Just a quick thought that occurred to me about this issue where classical musicians and students studying it are often paralyzed by the fear of error.
The assumptions as they currently stand in the world of classical music are as follows:
1) The definition of success for a musician is either a soloist spot, or a chair/section spot in a good orchestra.
2) These positions are extremely rare and becoming rarer — particularly the latter as orchestras cut back or disappear altogether.
3) You had damned well better be perfect, because in a world where 200 people are competing for one opening in a mid-level regional orchestra as a matter of course, if you miss one note, it most certainly will destroy you. No jury will choose someone who made one mistake when there is someone else around who made none.

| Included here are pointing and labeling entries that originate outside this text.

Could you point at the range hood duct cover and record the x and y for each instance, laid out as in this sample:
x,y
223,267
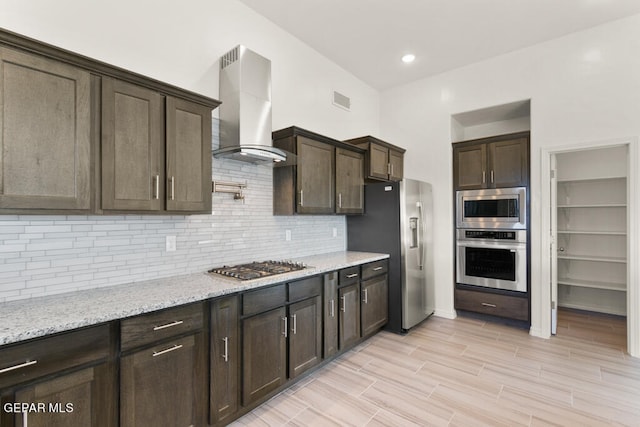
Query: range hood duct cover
x,y
245,112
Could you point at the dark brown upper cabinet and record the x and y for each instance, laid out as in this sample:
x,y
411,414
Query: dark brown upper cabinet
x,y
383,161
322,180
45,134
496,162
349,181
81,136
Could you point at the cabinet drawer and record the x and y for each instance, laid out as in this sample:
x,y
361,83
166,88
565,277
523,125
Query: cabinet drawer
x,y
494,304
373,269
33,359
349,276
159,325
264,299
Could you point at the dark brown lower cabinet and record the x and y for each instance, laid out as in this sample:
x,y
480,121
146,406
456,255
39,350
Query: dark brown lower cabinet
x,y
349,316
305,335
374,304
264,354
225,360
69,377
164,385
330,314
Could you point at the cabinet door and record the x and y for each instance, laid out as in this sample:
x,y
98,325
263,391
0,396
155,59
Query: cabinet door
x,y
164,385
132,147
349,315
330,313
396,165
188,156
349,181
378,162
78,398
374,304
509,163
45,129
315,176
264,354
225,359
305,335
469,167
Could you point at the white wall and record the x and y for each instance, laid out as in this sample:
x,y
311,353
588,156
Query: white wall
x,y
583,87
180,42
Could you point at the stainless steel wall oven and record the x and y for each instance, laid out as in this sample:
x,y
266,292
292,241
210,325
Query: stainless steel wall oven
x,y
492,258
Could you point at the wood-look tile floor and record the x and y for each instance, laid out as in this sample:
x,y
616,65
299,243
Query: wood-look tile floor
x,y
468,372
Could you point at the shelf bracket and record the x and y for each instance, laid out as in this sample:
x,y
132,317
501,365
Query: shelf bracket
x,y
234,188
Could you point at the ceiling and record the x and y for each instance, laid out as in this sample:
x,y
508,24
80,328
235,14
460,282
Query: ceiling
x,y
368,37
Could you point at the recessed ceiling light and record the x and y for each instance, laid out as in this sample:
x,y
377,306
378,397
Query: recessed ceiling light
x,y
408,58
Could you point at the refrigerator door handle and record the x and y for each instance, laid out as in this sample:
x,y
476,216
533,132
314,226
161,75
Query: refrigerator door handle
x,y
420,237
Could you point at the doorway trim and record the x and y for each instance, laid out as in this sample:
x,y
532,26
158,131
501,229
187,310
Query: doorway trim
x,y
633,236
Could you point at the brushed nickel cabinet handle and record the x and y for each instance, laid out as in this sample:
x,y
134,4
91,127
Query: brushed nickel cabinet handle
x,y
156,187
168,350
168,325
20,366
225,355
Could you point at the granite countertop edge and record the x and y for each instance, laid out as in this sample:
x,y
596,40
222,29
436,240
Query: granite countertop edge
x,y
37,317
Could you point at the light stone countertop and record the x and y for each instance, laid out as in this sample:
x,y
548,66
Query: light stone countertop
x,y
36,317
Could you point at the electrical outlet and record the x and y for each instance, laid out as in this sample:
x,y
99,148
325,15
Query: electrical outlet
x,y
171,243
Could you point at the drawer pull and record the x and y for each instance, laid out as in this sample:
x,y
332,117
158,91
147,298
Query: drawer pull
x,y
22,365
168,350
168,325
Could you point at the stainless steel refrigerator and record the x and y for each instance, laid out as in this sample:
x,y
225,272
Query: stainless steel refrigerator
x,y
398,221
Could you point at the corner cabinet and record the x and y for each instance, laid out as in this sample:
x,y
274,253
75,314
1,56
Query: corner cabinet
x,y
81,136
326,177
383,161
71,375
45,134
496,162
592,244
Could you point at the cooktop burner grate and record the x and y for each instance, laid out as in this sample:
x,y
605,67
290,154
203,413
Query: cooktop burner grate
x,y
256,270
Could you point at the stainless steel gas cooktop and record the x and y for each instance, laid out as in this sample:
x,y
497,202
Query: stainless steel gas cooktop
x,y
256,270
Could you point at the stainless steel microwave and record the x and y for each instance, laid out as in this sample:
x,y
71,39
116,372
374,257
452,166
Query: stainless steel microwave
x,y
503,208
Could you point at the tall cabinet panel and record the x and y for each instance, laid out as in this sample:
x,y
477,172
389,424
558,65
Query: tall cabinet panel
x,y
592,231
45,130
132,147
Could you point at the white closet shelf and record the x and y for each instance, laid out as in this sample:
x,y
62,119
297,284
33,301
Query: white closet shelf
x,y
596,258
603,232
567,281
594,205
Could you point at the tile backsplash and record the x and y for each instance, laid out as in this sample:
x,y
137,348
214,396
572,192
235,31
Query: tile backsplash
x,y
45,255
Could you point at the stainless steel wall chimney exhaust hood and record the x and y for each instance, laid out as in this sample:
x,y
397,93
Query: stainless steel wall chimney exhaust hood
x,y
245,112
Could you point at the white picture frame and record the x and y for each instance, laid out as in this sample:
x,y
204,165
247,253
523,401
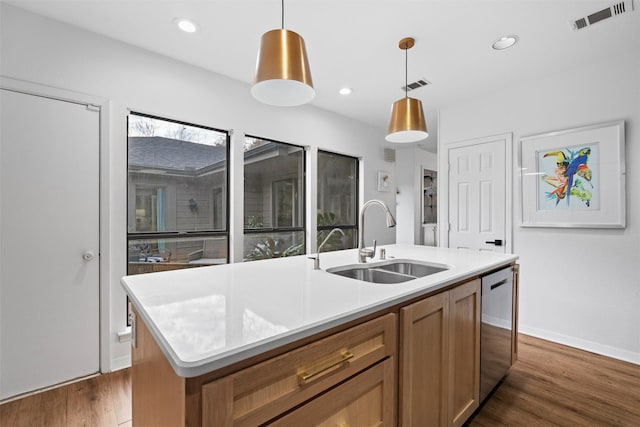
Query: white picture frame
x,y
384,181
574,177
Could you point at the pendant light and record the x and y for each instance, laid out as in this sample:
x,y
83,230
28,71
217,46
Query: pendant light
x,y
407,118
283,77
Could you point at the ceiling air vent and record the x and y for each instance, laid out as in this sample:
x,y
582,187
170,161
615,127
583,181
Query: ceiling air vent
x,y
415,85
614,10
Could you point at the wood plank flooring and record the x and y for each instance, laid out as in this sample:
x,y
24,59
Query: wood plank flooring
x,y
555,385
550,385
102,401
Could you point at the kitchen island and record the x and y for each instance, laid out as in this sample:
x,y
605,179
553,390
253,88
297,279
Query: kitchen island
x,y
207,341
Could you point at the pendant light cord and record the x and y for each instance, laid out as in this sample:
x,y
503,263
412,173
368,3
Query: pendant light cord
x,y
406,72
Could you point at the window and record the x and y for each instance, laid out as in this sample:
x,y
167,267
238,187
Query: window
x,y
273,199
177,187
337,200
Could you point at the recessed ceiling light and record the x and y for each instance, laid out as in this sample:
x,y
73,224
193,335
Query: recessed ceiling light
x,y
186,25
505,42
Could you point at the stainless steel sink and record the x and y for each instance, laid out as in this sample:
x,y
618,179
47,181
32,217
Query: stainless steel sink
x,y
413,269
390,271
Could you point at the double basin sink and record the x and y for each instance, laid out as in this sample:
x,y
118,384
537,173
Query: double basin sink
x,y
389,271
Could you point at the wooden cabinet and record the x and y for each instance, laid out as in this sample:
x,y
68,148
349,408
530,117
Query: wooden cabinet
x,y
357,365
362,375
365,400
440,358
261,392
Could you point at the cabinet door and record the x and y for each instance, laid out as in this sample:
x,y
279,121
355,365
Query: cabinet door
x,y
364,400
424,360
464,351
262,392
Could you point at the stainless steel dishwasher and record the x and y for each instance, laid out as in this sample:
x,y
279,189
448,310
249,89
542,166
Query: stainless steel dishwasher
x,y
496,329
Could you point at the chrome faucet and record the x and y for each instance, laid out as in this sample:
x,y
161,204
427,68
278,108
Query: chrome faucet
x,y
316,259
364,252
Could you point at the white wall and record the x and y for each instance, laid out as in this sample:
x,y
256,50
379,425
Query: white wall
x,y
409,176
47,52
580,287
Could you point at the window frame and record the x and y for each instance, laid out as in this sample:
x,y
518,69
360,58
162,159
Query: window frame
x,y
186,233
356,226
302,228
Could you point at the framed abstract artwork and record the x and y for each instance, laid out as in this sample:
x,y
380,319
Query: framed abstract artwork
x,y
574,177
384,181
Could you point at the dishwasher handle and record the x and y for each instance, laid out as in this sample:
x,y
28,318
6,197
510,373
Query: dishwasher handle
x,y
500,283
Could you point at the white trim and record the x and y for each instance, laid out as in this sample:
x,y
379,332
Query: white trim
x,y
104,217
121,362
443,185
51,387
593,347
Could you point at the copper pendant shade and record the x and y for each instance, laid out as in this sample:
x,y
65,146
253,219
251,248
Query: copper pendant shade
x,y
407,122
283,76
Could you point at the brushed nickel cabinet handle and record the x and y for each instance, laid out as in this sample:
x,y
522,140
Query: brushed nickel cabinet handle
x,y
303,377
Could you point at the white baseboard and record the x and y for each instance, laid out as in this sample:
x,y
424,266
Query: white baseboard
x,y
605,350
121,362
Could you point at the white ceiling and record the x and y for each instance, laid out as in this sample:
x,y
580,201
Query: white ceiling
x,y
355,42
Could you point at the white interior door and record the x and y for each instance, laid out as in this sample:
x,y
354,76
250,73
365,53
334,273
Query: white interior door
x,y
49,242
479,195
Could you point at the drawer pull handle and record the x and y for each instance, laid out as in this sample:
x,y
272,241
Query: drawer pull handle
x,y
303,377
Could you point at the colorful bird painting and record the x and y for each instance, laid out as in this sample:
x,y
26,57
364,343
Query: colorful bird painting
x,y
559,181
581,159
570,166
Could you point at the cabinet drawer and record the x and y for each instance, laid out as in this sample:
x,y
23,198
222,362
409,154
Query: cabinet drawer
x,y
365,400
259,393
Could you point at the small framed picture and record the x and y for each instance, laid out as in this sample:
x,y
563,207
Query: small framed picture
x,y
574,177
384,181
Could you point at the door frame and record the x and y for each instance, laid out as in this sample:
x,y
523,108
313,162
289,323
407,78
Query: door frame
x,y
444,157
104,276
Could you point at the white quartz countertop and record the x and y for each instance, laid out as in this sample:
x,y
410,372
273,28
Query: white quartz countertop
x,y
209,317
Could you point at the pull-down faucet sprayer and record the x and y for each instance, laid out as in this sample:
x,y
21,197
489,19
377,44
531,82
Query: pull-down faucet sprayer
x,y
364,252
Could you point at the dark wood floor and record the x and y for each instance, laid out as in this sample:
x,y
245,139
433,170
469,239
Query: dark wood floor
x,y
555,385
551,385
102,401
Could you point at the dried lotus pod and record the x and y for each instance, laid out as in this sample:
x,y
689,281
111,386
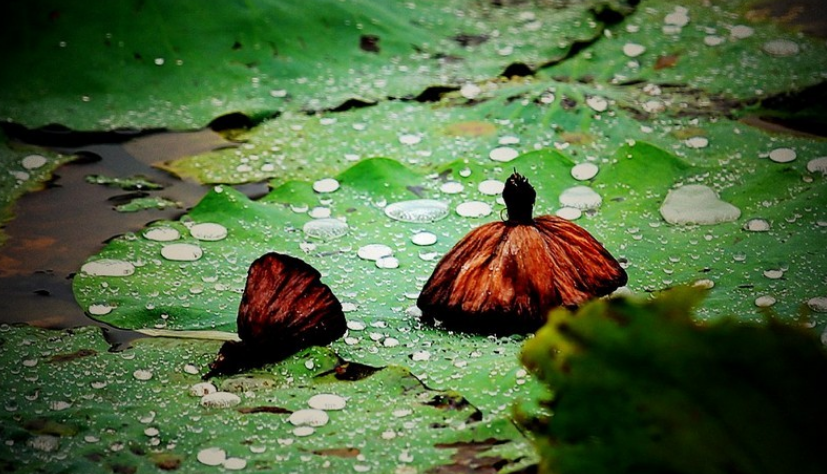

The protestations of music teachers that perfection doesn’t matter are rightly looked at with skepticism by students who are in tears after one mistake. Those students are not hallucinating; they are completely correct when they judge that one mistake will destroy their chances of getting that section seat. Telling them otherwise is cruel. They are looking at the world and seeing the color blue, and we are not helping them when we say, “No, that’s orange.” Not only are teachers invalidating their perceptions, but let’s face it, their perceptions are right. It is blue. Hence that is effing with these kids’ minds on an epic and damaging scale.
The problem of students and musicians being crippled by expectations of perfection will not be solved by lying to them and giving them some BS story about how the jury won’t mind if you eff up once or twice. The jury will.
The problem of being crippled by perfection needs to be solved further upstream than that, at the level of asking why the hell “success” is only defined by having won that 200-candidate competition for an orchestra seat in the first place. If that is the only path that these people are being pushed to take, then we’re out of our minds if we think that they will not accurately suss out the fact that they’d better not play so much as one wrong note.
Once there are multiple paths to success — such as the that of indie-classical poster girl Zoe Keating, or musicians who go on to create their own bands in either classical or other genres — that’s when the crippling fear of mistakes can start to ease up a bit.
And not until then.
For any students who are in tears about one wrong note, it is cruel and inaccurate to tell them, “The jury doesn’t mind one wrong note!” Here’s what you need to tell them:
There are many paths to being a successful classical musician. Session work is one. Composing and writing is another. Making a band with your friends is another — why not put your own music on iTunes or Bandcamp? Working in a rock band is another — see about getting an electric instrument that’s more portable, amenable to being dinged up and tossed into a trunk, and louder, or look into how to amplify your instrument as it is. There is not only one way to succeed, and the other paths are not consolation prizes for those who can’t make it “for real.”
The way to stop agonizing over ruthless perfection is to get the hell out of the atmosphere that demands it, not to stay in that atmosphere and act like it’s not there.
And don’t tell them tall this only when they reach 18 and start to freak out about error after a lifetime of music lessons that taught them the exact opposite. It’s got to be done from the ground up.
This doesn’t even begin to address the damage that a teacher is doing to students when they never teach them improvisation and composition, and then sell them a bill of goods when they collapse after making one mistake. You are teaching your student nothing beyond the skills they need to exist only in that poisonous atmosphere, and then telling them to stop crying when they mess up? *shakes head* If you want your students to stop agonizing over tiny errors, you’d better start figuring out how to teach them the skills they need to survive outside of that perfection-driven atmosphere, and that includes improvisation and composition. Can’t do it? Well then, learn how. “Those who teach must never cease to learn,” etc. etc. If it’s really beyond you, then you’ve got to start collaborating with a teacher who can. School faculty will often collaborate, with science and math teachers, or humanities teachers, working out simultaneous syllabi. Investigate that.
But please, do not prepare your students for nothing but jury-bound competitions and note-perfect recitation and then tell them that music isn’t about hyperventilating, stressing out, or throwing up over errors. That’s crazy.
There’s another post bubbling around in my subconscious about how being a soloist doesn’t just require technical flawlessness but an inability or lack of desire to blend in with the crowd, and how that inherent “funkiness” can be found at all ability levels. I’ll mull it some more.